In 2024, the Madhya Pradesh High Court in Dr. Kali Charan Sabat vs. Union of India & Others (2) examined what happens when this safeguard is overlooked. The case did not turn primarily on the substance of the allegations, but on whether the Internal Committee had complied with the statutory sequence mandated under Section 10 before initiating inquiry. The Court’s reasoning serves as a significant reminder that under the POSH framework, process is not incidental to justice it is integral to it.
At the heart of the case was a fundamental question:
What happens if the complainant is not informed of her right to seek conciliation before the inquiry begins?

What Was Discussed in the Case?
In this matter, the Internal Committee proceeded directly to inquiry without formally informing the aggrieved woman of the option to seek conciliation under Section 10.
The Court examined:
- Whether Section 10 creates a mandatory procedural step
- Whether failure to inform the complainant about conciliation affects the validity of the inquiry
- Whether such a lapse can invalidate consequential actions such as termination
The judges emphasized that Section 10 clearly contemplates that before initiating an inquiry, the aggrieved woman must be given the opportunity to opt for conciliation (non-monetary). While conciliation itself is voluntary and cannot be imposed, awareness of the option is not discretionary.
Because the complainant was not informed of this statutory right, the Court found procedural non-compliance. This contributed to the termination of the respondent being held invalid.

Is Conciliation Mandatory?
The law does not make conciliation compulsory under Section 10 of the Sexual Harassment of Women at Workplace (Prevention, Prohibition and Redressal) Act, 2013. What it makes essential, however, is that the aggrieved woman must be informed of the option before the inquiry begins. Conciliation can only take place at her request, and the statute is explicit that monetary settlement cannot form the basis of such conciliation. Only where conciliation is either declined or fails can the Internal Committee proceed with a formal inquiry.

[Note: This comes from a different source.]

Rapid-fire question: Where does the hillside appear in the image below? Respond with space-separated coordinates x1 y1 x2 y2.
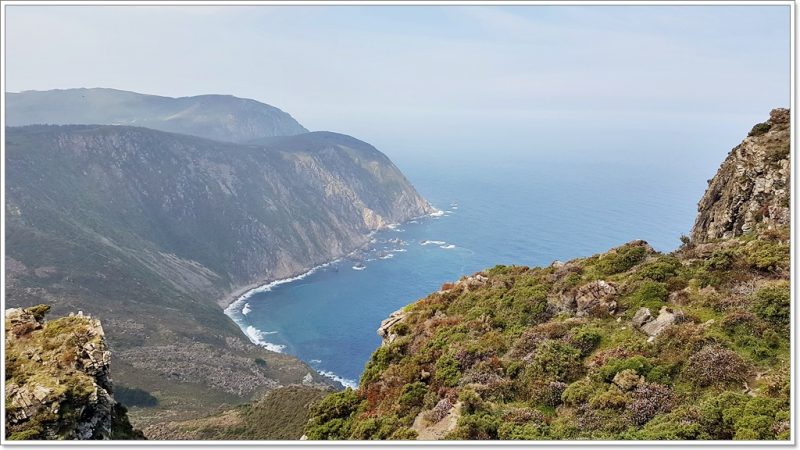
5 124 434 428
5 88 308 143
304 109 791 440
5 305 143 440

The distinction is subtle but legally significant. Conciliation itself is optional. Informing the complainant about conciliation is not. The statutory framework places the choice squarely in the hands of the aggrieved woman, but it also places the obligation of disclosure firmly on the Internal Committee
Why This Decision Matters
The decision in Dr. Kali Charan Sabat vs. Union of India & Others before the Madhya Pradesh High Court reinforces an important compliance lesson: POSH is a procedure-driven statute. Even where allegations are serious and the inquiry has been substantively conducted, failure to comply with mandatory procedural safeguards can undermine the legitimacy of the outcome.
In this case, the issue was not that the respondent was denied conciliation. The right to seek conciliation does not belong to the respondent at all. It belongs exclusively to the aggrieved woman. The procedural lapse arose because the complainant was not informed of her statutory right under Section 10 before the inquiry commenced. This omission was treated as a material defect, rendering the Internal Committee’s findings and the consequential sanctions legally vulnerable.

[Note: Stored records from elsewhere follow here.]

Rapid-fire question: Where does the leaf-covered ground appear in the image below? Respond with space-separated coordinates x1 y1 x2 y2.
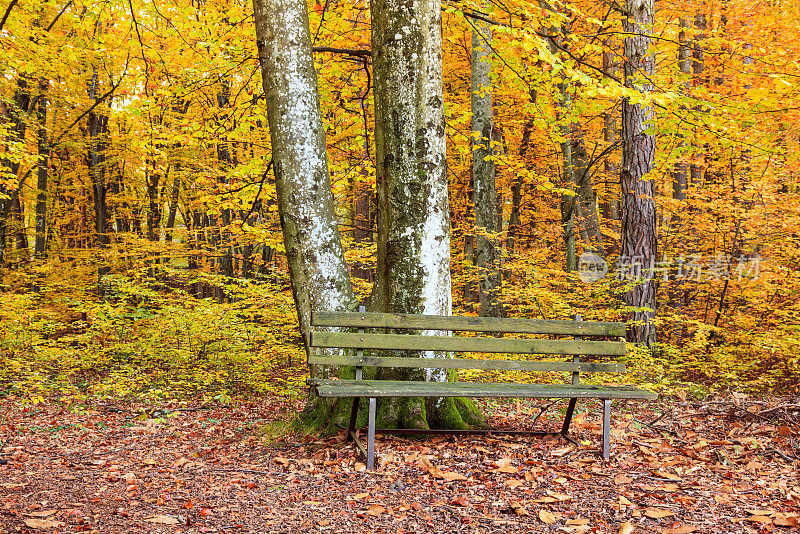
1 396 798 534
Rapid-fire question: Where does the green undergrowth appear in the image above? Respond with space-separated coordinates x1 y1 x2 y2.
0 264 308 402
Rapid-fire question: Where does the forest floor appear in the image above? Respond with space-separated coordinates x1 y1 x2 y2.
0 394 798 534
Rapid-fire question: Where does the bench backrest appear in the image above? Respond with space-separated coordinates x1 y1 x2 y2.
309 311 627 374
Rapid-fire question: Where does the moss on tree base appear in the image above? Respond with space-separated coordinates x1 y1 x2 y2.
300 392 488 435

For organisations, the implication is clear. The process must reflect that the complainant was formally informed of the option of conciliation, her response must be documented, and the inquiry must only commence thereafter. Skipping this stage, even unintentionally, can expose the entire proceeding to judicial scrutiny.

The Broader Implication
The POSH framework is carefully structured to balance sensitivity with procedural integrity. It is designed not only to address workplace harassment but also to ensure fairness and due process. This decision serves as a reminder that compliance under POSH is not outcome-centric; it is fundamentally process-centric.
In workplace redressal mechanisms, procedure is not a technicality. It is the foundation upon which the validity of every decision rests.